Dinomaly: The Less Is More Philosophy in Multi-Class Unsupervised Anomaly Detection
Jia Guo, Shuai Lu, Weihang Zhang, Fang Chen, Huiqi Li, Hongen Liao
TL;DR
Dinomaly tackles multi-class unsupervised anomaly detection by proposing a minimalistic, transformer-only framework built from Foundation Transformers, a Noisy Bottleneck, Linear Attention, and Loose Reconstruction. By leveraging a pretrained ViT encoder and an 8-layer decoder, it reconstructs mid-level features and detects anomalies via encoder–decoder discrepancies, with a dropout-based noise injection and relaxed reconstruction constraints to avoid identity mapping. Across MVTec-AD, VisA, and Real-IAD, Dinomaly achieves state-of-the-art MUAD performance and scales effectively with model size and input resolution, while maintaining competitiveness with class-separated models. This work demonstrates that a simple, universal transformer-based approach can close much of the gap between MUAD and specialized per-class models, offering practical scalability and broad applicability in real-world anomaly detection tasks.
Abstract
Recent studies highlighted a practical setting of unsupervised anomaly detection (UAD) that builds a unified model for multi-class images. Despite various advancements addressing this challenging task, the detection performance under the multi-class setting still lags far behind state-of-the-art class-separated models. Our research aims to bridge this substantial performance gap. In this paper, we introduce a minimalistic reconstruction-based anomaly detection framework, namely Dinomaly, which leverages pure Transformer architectures without relying on complex designs, additional modules, or specialized tricks. Given this powerful framework consisted of only Attentions and MLPs, we found four simple components that are essential to multi-class anomaly detection: (1) Foundation Transformers that extracts universal and discriminative features, (2) Noisy Bottleneck where pre-existing Dropouts do all the noise injection tricks, (3) Linear Attention that naturally cannot focus, and (4) Loose Reconstruction that does not force layer-to-layer and point-by-point reconstruction.
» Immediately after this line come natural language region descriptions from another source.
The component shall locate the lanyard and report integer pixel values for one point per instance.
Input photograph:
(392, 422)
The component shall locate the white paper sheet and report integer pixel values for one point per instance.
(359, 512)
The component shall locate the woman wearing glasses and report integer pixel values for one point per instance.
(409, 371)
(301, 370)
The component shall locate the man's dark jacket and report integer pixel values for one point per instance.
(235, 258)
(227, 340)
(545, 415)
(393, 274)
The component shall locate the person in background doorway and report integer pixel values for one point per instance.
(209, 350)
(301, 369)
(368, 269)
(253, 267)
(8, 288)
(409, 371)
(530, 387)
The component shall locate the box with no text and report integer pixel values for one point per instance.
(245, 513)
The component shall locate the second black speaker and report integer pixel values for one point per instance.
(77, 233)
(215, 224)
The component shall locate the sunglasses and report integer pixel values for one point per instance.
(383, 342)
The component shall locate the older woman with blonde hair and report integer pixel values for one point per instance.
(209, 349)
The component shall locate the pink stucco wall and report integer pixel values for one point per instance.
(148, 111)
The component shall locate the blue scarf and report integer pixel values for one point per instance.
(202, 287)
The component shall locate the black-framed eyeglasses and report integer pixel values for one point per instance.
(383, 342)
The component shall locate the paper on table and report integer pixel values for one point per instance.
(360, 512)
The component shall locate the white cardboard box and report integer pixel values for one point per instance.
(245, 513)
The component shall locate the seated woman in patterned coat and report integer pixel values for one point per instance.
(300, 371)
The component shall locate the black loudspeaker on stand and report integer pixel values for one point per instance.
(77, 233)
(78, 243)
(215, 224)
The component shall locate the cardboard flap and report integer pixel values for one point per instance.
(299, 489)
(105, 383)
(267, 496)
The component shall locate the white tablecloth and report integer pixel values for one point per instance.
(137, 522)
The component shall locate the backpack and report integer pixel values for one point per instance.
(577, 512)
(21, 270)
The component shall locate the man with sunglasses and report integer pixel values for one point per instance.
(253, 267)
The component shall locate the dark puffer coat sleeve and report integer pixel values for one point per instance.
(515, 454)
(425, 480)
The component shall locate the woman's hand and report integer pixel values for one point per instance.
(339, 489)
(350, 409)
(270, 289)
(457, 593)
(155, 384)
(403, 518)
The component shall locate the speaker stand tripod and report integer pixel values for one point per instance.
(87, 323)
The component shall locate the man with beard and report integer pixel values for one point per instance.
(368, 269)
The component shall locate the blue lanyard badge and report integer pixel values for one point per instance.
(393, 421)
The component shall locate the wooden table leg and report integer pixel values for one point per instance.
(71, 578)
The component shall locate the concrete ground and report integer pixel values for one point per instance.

Extensive experiments are conducted across popular anomaly detection benchmarks including MVTec-AD, VisA, and Real-IAD. Our proposed Dinomaly achieves impressive image-level AUROC of 99.6%, 98.7%, and 89.3% on the three datasets respectively, which is not only superior to state-of-the-art multi-class UAD methods, but also achieves the most advanced class-separated UAD records.